NatureRecordists:
In the following quote, I have capitalized the word ERROR because that
is the point that I wish to call into further consideration and discussion.
Walter Knapp wrote:
> There is always Occam's Razor. I say that proposing a system requiring
> two or more simultaneous ERRORS to have exactly the same result is less
> likely to be correct than that there is no ERROR. The simple explanation
> there is that it's as we hear it or record it.
>
> I'm well aware that recording equipment is not perfect. In this case,
> what I hear in the wild, what I hear in the recording are the same, and
> agree with the sonogram. If you have a method where such detailed
> perfection of multiple ERROR is proven, I might believe it. But it's
> certainly a far more complex hypothesis. Not just one ERROR, but
multiples.
>
> On top of that, most all the proposed ERRORS require that the recorder
> or some other part of the system be driven with a high signal level. But
> this records at a low signal level as well, where those ERRORS would not
> occur. And the hearing ERRORS that occur at loud calling also don't
> apply as we can hear this at low levels too.
>
> And on top of that, the "ERROR" turns on and off with the 2nd toad. The
> exact instant one toad gets it to himself, the sound is smooth and clear
> (at least for American Toads, which have a pretty musical trill). Keep
> in mind that the 2nd toad's call may be distant and weak, while the
> first toad is right at you and very strong. So these ERRORS come and go
> with the calls, does the toad throw a ERROR switch?
>
Now, whereas Occam's Razor refers to random exceptions, modulation
products are not random in the least - they are entirely predictable and
unavoidable consequences of any nonlineraity. Furthermore, they are
not necessarily amplitude dependent. We are perhaps most familiar
with modulation products which we call distortion, i.e., products of un-
intended nonlinearities, usually in amplifiers and usually exacerbated at
higher signal amplitudes than our amplifiers were designed to handle
with acceptible linearity.
Both our ears and our amplifiers are quite likely to be less linear at
both extremes of amplitude - starting to "clip" at high amplitudes and
failing to follow subtlties at low amplitudes, or starting to lose the
signal
in the noise.
When a modulation product happens to fall within our most acute range
of hearing we are more likely to detect it, especially if its frequency is
widely removed from other elements of the signal. Thus, we tend to
notice differences between two very high frequency elements more
readily perhaps than those elements themselves. (This is why even the
slightest aliasing can be noticed, but that is distortion of another sort.)

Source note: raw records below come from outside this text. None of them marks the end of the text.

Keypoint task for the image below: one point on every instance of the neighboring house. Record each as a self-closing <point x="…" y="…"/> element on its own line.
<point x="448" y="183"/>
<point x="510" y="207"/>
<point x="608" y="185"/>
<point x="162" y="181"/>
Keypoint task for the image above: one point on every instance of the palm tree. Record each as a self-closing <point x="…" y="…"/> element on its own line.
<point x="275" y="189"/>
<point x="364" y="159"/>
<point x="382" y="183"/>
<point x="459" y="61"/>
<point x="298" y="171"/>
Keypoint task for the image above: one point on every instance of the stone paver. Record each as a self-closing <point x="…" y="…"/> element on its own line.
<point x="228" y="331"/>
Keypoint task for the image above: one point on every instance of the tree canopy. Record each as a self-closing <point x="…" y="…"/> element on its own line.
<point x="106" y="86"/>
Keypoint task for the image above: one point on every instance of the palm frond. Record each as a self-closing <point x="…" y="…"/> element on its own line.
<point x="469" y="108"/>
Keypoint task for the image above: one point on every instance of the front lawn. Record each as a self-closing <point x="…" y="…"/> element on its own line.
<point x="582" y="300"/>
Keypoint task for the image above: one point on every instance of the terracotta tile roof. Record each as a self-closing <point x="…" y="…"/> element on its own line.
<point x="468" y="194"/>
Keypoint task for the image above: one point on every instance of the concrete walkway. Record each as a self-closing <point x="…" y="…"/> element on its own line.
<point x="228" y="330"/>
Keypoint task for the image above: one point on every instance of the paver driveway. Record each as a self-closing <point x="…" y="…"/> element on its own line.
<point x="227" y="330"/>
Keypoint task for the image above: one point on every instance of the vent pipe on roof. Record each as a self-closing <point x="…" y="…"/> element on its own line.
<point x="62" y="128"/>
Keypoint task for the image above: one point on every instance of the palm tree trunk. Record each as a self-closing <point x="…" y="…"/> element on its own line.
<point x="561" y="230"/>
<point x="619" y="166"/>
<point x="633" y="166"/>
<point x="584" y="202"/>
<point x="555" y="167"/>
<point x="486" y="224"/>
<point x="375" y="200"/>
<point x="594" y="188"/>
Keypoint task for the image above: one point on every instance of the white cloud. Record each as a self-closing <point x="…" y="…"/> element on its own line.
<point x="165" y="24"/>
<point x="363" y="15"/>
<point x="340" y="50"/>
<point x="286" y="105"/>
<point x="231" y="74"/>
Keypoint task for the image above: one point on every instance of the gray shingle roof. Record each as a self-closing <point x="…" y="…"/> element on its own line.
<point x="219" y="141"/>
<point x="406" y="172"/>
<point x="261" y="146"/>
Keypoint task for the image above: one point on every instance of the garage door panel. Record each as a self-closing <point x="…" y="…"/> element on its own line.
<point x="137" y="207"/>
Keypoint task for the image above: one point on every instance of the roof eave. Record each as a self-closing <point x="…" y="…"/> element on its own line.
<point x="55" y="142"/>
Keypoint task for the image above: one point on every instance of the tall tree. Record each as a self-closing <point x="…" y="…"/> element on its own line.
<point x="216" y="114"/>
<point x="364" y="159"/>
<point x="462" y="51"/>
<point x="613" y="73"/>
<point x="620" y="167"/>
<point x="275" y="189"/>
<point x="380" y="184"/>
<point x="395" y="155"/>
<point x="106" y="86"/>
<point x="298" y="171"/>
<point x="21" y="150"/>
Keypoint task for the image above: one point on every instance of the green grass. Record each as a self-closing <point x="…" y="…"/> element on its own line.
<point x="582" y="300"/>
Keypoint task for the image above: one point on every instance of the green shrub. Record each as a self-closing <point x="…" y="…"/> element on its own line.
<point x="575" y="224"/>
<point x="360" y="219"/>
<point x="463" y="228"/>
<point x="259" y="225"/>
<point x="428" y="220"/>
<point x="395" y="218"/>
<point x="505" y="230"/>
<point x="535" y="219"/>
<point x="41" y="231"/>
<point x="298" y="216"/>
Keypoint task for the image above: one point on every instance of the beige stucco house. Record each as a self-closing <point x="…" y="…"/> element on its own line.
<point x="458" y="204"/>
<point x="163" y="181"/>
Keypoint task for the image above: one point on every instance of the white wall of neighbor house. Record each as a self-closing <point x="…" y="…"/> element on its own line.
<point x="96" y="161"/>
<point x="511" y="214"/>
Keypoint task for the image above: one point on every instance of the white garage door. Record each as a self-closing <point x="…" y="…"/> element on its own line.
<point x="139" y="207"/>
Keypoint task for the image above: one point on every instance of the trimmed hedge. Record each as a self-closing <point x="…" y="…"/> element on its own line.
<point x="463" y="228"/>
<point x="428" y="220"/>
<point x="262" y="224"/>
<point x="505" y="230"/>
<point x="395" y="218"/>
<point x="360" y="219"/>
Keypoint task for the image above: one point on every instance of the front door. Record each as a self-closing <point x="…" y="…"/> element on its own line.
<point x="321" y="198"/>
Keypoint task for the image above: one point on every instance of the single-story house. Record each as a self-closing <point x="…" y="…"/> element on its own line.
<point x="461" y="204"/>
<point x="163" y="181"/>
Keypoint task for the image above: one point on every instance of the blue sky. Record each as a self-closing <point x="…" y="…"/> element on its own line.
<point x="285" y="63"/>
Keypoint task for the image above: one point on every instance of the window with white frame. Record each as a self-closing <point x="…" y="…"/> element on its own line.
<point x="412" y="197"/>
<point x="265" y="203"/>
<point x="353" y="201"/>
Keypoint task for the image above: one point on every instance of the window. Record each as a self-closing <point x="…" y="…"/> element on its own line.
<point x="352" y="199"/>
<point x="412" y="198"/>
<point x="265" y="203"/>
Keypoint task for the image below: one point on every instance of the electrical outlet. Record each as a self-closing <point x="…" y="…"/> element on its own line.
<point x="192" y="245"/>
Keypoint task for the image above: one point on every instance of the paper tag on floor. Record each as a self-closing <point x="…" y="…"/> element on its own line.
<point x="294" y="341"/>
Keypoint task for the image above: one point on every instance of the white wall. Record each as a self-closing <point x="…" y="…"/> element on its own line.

It may well be that many of the phenomena that Walter reports for his
amphibian sounds are produced by the environment, such that both
his microphone and his ear are receiving the product in question. A
long shot would be that water vapor saturation in the air nearest the
sources of the sounds is enough of a non-linearity to produce the
reported effects. Perhaps a more plausible hypothesis is that multi-
pathing of the signal is contributing to constructive and destructive
interference, which would necessarily be wavelength dependent. It
would be interesting to learn if arboreal amphibs exhibit the same
apparent effects as terrestrial or aquatic surface amphibs.